Article Source
- Title: High-performance mesoscopic traffic simulation with GPU for large scale networks
- Authors: Vinh An Vu, Gary Tan
- Published in: IEEE/ACM 21st International Symposium on Distributed Simulation and Real Time Applications (DS-RT), 2017
The Sequential Implementation of Mesoscopic Simulation Loop
The sequential implementation of mesoscopic simulation loop is straight-forward. For each time step, update and advance phases are executed on each link one by one. Sequential version resolves upstream-downstream dependency by processing links in downstream-upstream order. This guarantees that a vehicle only moves from one link to another when the leading link has already been processed and the availability of empty space in the leading link has been confirmed. But there is an exception when the network contains cycles. Figure 3 shows a sample network with a cycle between 4 nodes b, c, d and e. After the link between node d and node f is processed, next link cannot be selected since the remaining links wait for each other in a cycle. To handle the situation when a vehicle moves to a link which has not been processed, one method called virtual processing was proposed. As illustrated in Figure 4, vehicles moving through Node a which have not been processed are stored temporarily in a virtual link associated with Link A. Once Link A is processed, vehicles on this virtual link can be moved. The capacity of virtual link associated with Link A is set to the same as input capacity of Link A.

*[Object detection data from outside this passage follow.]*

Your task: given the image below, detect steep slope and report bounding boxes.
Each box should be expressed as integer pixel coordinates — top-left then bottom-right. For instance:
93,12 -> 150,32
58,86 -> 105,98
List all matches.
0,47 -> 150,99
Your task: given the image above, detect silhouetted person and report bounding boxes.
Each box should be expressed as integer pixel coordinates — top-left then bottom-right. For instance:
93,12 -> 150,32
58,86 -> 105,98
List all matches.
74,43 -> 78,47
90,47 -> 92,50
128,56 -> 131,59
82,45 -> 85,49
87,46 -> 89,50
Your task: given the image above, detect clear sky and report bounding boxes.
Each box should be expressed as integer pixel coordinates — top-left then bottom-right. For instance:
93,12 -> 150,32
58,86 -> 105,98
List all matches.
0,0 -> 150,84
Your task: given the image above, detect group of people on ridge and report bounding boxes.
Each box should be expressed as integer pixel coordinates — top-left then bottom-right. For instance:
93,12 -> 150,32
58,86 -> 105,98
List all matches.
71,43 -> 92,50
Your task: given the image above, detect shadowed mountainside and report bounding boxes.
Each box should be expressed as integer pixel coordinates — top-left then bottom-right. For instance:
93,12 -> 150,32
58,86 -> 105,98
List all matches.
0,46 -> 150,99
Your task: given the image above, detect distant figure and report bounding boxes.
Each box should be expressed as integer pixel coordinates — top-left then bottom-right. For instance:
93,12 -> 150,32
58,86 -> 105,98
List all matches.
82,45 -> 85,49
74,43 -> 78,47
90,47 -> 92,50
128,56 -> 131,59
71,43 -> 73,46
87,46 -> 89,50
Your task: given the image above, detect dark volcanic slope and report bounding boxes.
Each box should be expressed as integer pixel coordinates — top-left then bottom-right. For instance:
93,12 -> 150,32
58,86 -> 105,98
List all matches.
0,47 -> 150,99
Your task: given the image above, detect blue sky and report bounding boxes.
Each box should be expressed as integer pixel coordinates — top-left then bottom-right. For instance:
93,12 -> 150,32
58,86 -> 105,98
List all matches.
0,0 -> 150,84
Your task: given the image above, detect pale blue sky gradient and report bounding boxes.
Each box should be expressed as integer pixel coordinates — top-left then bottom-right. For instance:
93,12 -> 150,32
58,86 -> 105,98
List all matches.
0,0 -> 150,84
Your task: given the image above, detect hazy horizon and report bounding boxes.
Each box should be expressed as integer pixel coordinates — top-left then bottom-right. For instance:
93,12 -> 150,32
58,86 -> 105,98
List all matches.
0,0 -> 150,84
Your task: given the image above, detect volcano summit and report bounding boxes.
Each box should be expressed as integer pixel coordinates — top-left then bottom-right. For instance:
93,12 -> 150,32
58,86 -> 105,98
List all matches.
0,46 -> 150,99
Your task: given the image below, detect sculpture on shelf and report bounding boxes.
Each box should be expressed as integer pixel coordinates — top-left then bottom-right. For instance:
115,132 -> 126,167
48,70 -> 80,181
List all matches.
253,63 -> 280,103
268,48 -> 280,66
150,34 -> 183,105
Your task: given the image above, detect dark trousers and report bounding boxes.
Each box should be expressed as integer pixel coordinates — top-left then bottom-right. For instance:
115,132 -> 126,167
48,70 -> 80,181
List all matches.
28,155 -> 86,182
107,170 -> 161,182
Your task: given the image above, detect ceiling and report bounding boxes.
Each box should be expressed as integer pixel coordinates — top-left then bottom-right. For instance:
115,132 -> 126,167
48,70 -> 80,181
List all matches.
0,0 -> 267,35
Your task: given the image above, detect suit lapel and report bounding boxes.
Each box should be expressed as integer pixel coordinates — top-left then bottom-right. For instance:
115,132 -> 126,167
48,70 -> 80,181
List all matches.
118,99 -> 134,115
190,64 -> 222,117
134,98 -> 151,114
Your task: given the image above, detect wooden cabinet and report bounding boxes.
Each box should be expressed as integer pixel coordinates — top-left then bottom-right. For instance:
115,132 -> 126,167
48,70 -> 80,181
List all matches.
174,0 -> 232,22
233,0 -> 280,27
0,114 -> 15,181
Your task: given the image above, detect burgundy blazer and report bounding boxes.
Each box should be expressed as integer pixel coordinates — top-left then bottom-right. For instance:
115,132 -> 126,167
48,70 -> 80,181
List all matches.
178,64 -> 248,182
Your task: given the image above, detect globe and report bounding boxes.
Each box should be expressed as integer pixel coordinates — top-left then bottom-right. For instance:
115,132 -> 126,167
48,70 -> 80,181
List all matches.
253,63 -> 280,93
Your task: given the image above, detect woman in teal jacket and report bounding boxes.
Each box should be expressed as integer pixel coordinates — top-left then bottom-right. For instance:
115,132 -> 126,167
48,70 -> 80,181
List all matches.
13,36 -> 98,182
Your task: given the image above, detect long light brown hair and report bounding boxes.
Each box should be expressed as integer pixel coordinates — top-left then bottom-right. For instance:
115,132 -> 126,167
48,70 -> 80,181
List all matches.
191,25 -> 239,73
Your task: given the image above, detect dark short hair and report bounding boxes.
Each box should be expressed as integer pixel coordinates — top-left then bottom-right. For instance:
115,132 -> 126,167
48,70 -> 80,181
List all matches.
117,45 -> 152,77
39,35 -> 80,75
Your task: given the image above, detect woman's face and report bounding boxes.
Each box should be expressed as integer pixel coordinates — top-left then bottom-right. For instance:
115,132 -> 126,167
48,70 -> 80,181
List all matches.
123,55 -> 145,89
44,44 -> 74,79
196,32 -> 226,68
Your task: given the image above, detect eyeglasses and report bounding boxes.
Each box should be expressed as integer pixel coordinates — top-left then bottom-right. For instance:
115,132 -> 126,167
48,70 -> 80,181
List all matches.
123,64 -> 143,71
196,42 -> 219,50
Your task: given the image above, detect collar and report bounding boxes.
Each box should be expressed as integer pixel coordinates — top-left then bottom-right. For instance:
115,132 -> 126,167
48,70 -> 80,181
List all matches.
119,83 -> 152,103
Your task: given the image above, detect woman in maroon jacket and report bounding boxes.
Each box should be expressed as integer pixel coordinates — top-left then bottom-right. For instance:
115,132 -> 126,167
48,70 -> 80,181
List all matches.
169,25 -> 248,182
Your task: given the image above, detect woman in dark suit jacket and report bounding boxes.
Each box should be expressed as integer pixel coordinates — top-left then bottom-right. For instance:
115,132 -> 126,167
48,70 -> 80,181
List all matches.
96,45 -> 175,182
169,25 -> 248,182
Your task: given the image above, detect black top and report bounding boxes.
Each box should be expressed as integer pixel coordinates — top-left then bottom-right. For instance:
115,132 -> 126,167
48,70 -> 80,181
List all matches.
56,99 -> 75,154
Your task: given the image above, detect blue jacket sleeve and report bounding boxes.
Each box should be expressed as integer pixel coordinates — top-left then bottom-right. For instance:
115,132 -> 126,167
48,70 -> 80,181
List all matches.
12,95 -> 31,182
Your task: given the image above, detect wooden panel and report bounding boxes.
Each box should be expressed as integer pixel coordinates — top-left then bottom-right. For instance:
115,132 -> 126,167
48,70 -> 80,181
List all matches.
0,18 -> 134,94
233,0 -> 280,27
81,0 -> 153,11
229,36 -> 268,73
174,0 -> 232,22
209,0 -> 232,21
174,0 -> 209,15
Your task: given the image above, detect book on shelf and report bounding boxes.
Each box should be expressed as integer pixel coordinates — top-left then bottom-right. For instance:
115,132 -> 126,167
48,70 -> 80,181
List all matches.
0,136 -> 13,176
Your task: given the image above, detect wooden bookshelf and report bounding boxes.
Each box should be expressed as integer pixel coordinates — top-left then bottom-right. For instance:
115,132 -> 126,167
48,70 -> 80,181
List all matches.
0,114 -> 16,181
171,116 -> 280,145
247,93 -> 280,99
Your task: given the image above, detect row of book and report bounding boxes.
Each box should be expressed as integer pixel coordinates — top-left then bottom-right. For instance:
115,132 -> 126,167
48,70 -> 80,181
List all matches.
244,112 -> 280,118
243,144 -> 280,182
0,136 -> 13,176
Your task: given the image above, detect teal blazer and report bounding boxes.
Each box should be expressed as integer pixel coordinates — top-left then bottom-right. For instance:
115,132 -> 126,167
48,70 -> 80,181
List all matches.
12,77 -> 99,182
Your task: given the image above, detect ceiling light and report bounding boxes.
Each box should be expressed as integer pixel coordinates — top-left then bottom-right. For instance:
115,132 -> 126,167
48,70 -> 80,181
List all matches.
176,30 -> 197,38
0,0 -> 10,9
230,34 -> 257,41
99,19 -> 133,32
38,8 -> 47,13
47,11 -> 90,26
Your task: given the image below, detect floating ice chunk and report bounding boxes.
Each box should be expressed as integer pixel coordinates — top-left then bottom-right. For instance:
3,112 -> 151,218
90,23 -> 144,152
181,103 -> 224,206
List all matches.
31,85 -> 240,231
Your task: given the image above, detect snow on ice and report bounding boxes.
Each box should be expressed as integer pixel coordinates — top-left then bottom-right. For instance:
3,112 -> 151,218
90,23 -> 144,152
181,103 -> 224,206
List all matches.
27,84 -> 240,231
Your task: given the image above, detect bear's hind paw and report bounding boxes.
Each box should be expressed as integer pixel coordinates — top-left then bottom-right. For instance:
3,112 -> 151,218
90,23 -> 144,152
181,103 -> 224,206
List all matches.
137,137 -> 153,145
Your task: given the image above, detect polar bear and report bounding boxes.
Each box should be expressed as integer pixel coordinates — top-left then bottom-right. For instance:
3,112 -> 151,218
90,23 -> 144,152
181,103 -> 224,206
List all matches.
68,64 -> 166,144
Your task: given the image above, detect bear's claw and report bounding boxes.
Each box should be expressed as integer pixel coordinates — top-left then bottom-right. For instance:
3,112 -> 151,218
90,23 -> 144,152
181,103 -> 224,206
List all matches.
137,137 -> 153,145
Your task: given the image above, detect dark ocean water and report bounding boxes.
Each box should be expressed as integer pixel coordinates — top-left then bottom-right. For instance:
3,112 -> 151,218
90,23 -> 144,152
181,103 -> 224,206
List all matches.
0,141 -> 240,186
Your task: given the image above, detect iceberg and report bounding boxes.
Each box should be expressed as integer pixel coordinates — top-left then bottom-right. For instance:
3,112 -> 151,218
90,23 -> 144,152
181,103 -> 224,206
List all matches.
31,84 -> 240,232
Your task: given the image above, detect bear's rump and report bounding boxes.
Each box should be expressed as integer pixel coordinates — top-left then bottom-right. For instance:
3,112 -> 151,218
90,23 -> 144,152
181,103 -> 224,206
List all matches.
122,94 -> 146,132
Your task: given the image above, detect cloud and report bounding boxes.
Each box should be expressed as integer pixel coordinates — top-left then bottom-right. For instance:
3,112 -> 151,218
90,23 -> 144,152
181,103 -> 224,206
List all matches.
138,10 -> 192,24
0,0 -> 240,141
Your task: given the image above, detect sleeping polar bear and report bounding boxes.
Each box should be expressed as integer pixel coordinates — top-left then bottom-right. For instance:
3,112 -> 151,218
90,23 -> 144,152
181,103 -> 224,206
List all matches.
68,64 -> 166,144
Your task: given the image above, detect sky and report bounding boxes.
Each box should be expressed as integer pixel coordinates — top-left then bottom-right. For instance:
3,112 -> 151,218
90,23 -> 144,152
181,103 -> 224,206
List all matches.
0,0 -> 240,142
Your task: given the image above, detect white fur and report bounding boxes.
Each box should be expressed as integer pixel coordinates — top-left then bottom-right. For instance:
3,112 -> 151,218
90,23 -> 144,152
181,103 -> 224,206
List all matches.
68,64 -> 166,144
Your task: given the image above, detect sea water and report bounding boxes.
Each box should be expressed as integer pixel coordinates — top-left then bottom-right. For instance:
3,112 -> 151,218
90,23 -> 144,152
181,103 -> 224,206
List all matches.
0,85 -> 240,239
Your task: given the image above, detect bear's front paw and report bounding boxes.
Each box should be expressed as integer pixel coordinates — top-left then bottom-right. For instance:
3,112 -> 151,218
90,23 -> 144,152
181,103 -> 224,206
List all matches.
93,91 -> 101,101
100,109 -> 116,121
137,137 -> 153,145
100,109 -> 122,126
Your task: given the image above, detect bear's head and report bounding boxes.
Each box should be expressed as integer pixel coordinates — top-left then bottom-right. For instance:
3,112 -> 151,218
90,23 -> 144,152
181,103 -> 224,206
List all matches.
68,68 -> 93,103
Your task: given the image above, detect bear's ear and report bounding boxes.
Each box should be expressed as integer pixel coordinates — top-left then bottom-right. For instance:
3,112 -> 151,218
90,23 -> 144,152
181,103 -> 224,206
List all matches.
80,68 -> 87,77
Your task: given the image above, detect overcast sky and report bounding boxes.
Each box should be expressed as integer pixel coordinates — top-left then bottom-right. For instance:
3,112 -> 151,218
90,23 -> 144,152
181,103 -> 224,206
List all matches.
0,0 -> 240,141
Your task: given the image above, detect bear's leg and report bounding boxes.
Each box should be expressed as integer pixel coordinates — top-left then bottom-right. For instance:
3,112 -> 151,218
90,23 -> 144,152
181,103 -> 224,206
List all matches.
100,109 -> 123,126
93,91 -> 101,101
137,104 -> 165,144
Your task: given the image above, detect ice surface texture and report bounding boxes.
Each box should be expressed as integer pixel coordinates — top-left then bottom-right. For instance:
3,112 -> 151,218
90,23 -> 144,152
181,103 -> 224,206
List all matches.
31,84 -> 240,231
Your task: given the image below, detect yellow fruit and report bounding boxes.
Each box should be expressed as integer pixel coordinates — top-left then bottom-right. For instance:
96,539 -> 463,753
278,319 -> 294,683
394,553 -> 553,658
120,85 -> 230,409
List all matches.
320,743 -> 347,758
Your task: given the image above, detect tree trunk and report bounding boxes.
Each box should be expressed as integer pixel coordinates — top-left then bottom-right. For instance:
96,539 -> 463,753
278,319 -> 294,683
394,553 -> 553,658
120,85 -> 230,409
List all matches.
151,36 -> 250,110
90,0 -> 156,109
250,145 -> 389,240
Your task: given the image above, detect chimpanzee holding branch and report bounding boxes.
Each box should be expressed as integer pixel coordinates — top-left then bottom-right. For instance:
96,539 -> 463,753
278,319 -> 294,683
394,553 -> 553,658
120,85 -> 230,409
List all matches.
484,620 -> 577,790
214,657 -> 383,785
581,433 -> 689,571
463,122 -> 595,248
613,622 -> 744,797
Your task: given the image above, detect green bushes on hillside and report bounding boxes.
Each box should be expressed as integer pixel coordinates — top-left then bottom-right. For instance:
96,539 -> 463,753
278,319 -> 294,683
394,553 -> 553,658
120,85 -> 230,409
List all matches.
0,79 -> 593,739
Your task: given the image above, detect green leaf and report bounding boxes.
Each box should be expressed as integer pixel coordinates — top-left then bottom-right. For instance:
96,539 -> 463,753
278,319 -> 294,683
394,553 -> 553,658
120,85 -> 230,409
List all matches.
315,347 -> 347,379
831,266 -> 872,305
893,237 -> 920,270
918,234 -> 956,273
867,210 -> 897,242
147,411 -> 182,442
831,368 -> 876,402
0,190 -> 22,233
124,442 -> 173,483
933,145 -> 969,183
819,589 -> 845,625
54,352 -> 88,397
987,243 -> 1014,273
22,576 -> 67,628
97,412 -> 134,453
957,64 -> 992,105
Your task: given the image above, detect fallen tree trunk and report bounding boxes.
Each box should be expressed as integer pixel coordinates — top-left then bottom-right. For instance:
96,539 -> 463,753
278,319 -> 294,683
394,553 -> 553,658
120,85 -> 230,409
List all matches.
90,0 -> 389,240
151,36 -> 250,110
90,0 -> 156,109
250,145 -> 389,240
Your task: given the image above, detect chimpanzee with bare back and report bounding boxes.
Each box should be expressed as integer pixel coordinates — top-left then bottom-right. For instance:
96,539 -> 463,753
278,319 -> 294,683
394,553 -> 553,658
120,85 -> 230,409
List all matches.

With virtual processing in place, advance phase could be split into two smaller steps. In the first step, links are processed sequentially, vehicles are moved along the links or from one link to another. When upstream-downstream dependency happens, virtual processing is employed to move vehicles to virtual links. In the second step, virtual links are processed sequentially to move vehicles on virtual links to actual link based on the available space of actual link. For both two steps, vehicles in each link are processed in downstream-upstream order.
Virtual processing contains an assumption about empty space *of links since at the time the vehicle makes a move, the downstream link, which the vehicle is trying to move to, has not been processed and there is no way of determining the number of vehicles that link could take. There is a chance that there are more vehicles in virtual link than what the actual link could handle which leads to vehicles getting stuck in virtual link till future time steps. This assumption creates the gap between real life traffic network operation and traffic simulation. In order to minimize virtual processing, sequential simulation *sorts links in downstream-upstream order to ensure that downstream links are processed before vehicles from upstream links are transferred. Virtual processing is still needed to break cycles when necessary.